Our results also showed that L. vannamei PL fed with the T + Met diet showed similar growth performance, survival, oxidative status, and immune condition compared to those fed the PC dietary treatment, suggesting that the ingredient formulation of the control diet covered the shrimp PL requirements for taurine and methionine, and no extra benefits were obtained through the supplementation of these amino acids. These results can probably be explained by the fact that the PC was a high-quality diet with considerable levels of protein of marine origin. But to better understand these interactions and clarify if the supplementation of taurine and methionine in diets for L. vannamei PL is beneficial when lower vitamin C and E inclusion levels are used, further studies should be conducted.

The Inclusion of beta-glucans (BG) in the diets did not significantly affect the shrimp PL growth performance and survival. Still, shrimp PL fed the BG diet tended to grow less and achieved final weights around 15 percent lower than those fed the PC, although it was not supported by the statistical analysis. Nonetheless, lipid peroxidation levels dropped significantly in shrimp PL fed the BG dietary treatment compared to those fed the PC diet, suggesting that beta-glucans improved the antioxidant mechanisms of the animals. In fact, the immunostimulatory and antioxidant-boosting properties of beta-glucans as aquafeed additives have been reported for several species. These can be tremendously valuable in the larval/PL stages, where shrimp undergo extremely fast development, as accelerated growth is likely to produce excess reactive oxygen species that can result in oxidative stress, damaging key physiological structures.

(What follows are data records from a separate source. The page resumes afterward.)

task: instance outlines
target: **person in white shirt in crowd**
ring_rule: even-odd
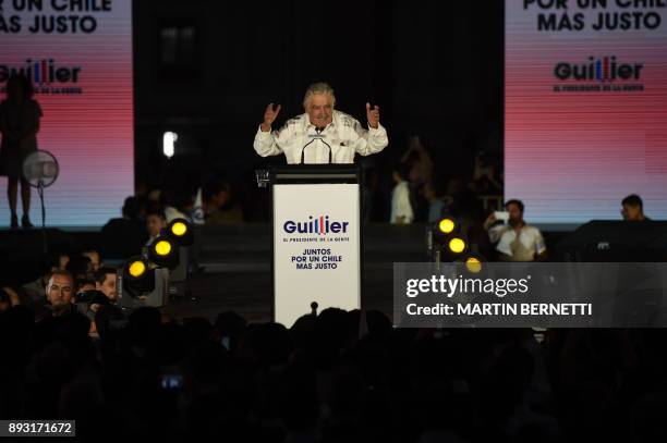
[[[408,181],[409,169],[405,164],[397,164],[393,169],[393,182],[396,186],[391,192],[391,217],[390,223],[409,224],[414,220],[414,211],[410,202],[410,182]]]
[[[355,153],[376,153],[389,144],[377,106],[366,103],[368,130],[351,115],[335,110],[335,106],[333,89],[326,83],[315,83],[303,99],[305,113],[271,132],[281,106],[269,103],[255,134],[255,151],[262,157],[284,153],[290,164],[353,163]]]
[[[544,261],[547,258],[546,245],[539,230],[523,220],[523,202],[509,200],[505,204],[509,212],[508,224],[495,224],[496,217],[492,212],[484,222],[492,243],[501,261]]]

Our data suggests that beta-glucan supplementation coupled with higher levels of vitamin C and E can boost the antioxidant capacity and immune status of L. vannamei PL. Other researchers have proposed that there is an interaction between beta-glucans and vitamin C that can increase the nonspecific immune response of L. vannamei.

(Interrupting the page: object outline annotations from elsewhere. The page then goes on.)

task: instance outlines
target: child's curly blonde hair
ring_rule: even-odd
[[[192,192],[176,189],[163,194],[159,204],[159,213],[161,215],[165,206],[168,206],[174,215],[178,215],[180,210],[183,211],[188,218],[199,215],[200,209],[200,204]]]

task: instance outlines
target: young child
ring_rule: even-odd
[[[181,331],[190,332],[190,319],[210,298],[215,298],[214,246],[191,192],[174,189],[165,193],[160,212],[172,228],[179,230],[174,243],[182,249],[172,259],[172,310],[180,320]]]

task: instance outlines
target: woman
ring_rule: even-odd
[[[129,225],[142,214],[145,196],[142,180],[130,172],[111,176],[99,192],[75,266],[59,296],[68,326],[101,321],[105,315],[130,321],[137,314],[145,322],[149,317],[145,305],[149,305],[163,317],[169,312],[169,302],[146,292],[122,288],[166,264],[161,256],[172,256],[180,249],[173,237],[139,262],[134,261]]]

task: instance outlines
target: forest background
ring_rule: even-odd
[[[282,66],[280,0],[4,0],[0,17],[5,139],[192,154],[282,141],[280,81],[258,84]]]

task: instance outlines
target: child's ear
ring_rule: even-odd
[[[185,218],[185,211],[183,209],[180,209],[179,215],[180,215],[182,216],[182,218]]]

Our results suggest that although no improvements in growth performances and survival were observed at the end of the experimental period, all dietary additives tested have the potential to add value to inert microdiets for L. vannamei PL. Benefits to the antioxidant capacity and robustness of the shrimp PL were clearer when the vitamin C and E levels were higher than those used in the NC, similar to those used in the PC. However, the control diet can be considered a premium option, and it should be expected that the positive effects provided by these supplements are augmented when incorporated into more economical alternatives.

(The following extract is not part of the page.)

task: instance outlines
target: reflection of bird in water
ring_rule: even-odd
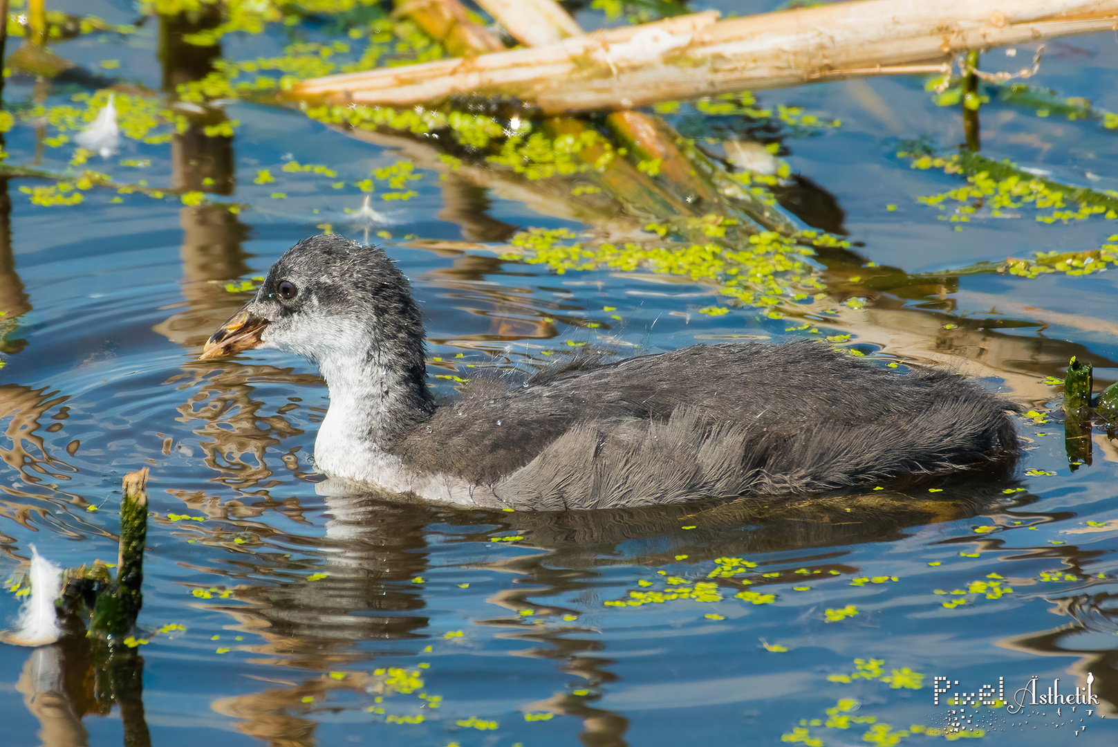
[[[808,341],[582,360],[436,406],[407,278],[382,249],[290,249],[203,358],[316,361],[331,405],[318,467],[464,505],[562,510],[824,491],[1017,452],[1007,403],[946,371],[900,375]]]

Among the additives tested, the inclusion of beta-glucans in the diets seems to be the most promising, as it reduced lipid peroxidation (the chain of reactions of oxidative degradation of lipids) in the shrimp PL even when compared to a high-quality control diet. When compared to the NC, the interaction between the supplementation of beta-glucans and higher levels of vitamins C and E also seems beneficial to the antioxidant capacity of Pacific white shrimp PL.